Step 8: Refill and Bleed the Cooling System. Reinstall the upper radiator support panel. Close the radiator drain petcock. Fill the system with a 50/50 mix of OEM-recommended antifreeze and distilled water through the coolant reservoir. Start the engine with the radiator cap off (or reservoir cap off, depending on system design) and let it run until the thermostat opens and coolant circulates. You will see the coolant level drop; top it off as needed. Squeezing the upper radiator hose can help purge air bubbles. Replace the cap once the system is full and bled.

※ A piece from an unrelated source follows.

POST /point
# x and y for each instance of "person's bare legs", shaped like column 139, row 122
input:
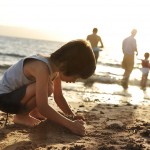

Step 9: Check for Leaks and Clear Codes. Let the engine reach operating temperature and check thoroughly for any leaks at all connection points. Use your OBD-II scanner to clear any stored engine codes. Take the vehicle for a test drive, monitoring the temperature gauge closely.

Parts and Tools Needed

Parts:

  • Radiator (OEM or high-quality aftermarket equivalent for 2014 Dodge Challenger with your specific engine - 3.6L V6 or 5.7L/6.4L V8). Part numbers vary.
  • Coolant/Antifreeze (Mopar MS-12106 or equivalent, typically 2 gallons for a full flush/refill).
  • Distilled Water (for mixing with concentrate).
  • New Hose Clamps (constant-tension or screw-type, recommended for peace of mind).
  • Optional but Recommended: New Upper and Lower Radiator Hoses, Thermostat, and Coolant Reservoir Cap.

Tools:

  • OBD-II Scanner
  • Basic Socket Set and Wrenches (Metric)
  • Screwdrivers (Flathead and Phillips)
  • Drain Pan (5-gallon capacity)
  • Funnel
  • Jack and Jack Stands
  • Trim Removal Tool (for plastic clips)
  • Pliers (for hose clamps)
  • Safety Glasses and Gloves

Real Owner Costs

The cost to address a misfire stemming from cooling system issues varies dramatically based on the root cause and who does the work.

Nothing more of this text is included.